La joie d'Albert déborde. C'est d'abord un rire soulagé, une bouche fendue, la peau d'un visage déchirée, puis cela devient une onde qui se propage par tout le corps et secoue les épaules, les bras, le torse, qui plie les jambes, et qui fait bondir et danser sans ordre. Nuage est près de l'homme, touché par la même émotion ; il trotte sa gaieté en cercles et en allers-retours. Toute cette énergie de la peur transformée en plaisir de vivre ! La danse à deux s'endiable, se change en une course dans laquelle le cheval suit l'homme et l'homme le cheval. On ne sait plus lequel des deux donne le tempo.

Plus tard, dans la même fièvre de bonheur, Jeanne apparaît. Elle n'a pas résisté, elle n'a pas su rester là-bas dans le manège, toute seule, quand ici on avait vaincu le fardeau d'une peur implacable. Sa main dans celle de son grand-père, elle se joint à la danse.

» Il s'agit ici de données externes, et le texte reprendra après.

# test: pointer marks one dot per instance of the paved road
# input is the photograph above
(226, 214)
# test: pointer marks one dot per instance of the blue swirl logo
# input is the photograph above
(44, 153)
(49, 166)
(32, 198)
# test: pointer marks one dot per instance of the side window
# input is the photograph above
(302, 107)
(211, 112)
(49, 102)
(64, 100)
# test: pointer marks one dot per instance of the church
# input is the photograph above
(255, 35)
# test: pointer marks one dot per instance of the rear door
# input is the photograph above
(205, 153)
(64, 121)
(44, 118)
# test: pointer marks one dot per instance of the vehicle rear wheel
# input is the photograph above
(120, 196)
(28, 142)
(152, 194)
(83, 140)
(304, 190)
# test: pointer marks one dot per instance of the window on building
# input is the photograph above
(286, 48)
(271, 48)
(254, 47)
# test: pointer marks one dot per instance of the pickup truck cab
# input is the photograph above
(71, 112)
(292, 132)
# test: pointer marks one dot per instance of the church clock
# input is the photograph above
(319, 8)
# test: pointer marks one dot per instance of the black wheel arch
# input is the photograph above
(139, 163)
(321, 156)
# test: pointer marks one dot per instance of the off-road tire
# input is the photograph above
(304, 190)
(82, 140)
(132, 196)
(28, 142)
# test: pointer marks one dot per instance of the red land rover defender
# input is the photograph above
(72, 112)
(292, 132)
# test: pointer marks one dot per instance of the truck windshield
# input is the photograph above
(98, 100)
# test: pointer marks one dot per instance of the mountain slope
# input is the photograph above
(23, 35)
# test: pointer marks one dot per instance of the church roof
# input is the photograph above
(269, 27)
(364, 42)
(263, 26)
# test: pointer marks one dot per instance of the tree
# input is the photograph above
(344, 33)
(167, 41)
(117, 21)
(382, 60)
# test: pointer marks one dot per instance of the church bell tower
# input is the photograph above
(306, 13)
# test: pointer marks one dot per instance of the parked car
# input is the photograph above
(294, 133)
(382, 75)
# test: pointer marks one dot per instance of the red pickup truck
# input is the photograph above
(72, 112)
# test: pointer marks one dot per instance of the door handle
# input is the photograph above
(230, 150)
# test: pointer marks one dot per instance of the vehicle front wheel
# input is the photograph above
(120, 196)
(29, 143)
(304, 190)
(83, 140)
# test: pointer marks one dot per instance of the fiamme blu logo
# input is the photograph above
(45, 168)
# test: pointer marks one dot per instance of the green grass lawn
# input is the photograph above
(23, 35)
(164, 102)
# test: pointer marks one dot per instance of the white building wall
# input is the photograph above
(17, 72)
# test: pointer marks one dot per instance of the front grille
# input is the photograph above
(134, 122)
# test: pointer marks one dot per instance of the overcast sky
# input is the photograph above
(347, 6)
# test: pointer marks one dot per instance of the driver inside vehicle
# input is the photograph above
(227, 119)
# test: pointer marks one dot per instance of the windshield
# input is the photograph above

Plus tard encore, la chaleur a pris sa revanche. Albert est adossé au flanc de son protégé, qui s'est couché à l'ombre, en vache. Jeanne joue un peu plus loin à tresser des brins d'herbe. Deux personnes entrent dans le pré. Deux bras soulèvent Albert et le serrent avec force ou avec désespoir. « Eh, qu'y a-t-il ? » Sa femme se tait. C'est son frère qui prend la parole :

« Albert, il faut que cela cesse.

-De quoi tu parles ?

-Tu le sais bien : de ce poulain, Nuage. Laisse-le ! »

Horrifié par cet ordre qu'il juge rien moins qu'absurde, Albert tourne la tête vers son cheval. Mais en le cherchant des yeux, où que son regard porte, il ne rencontre que l'absence. « Tu dois le rendre au ciel, maintenant », murmure son épouse avec lenteur.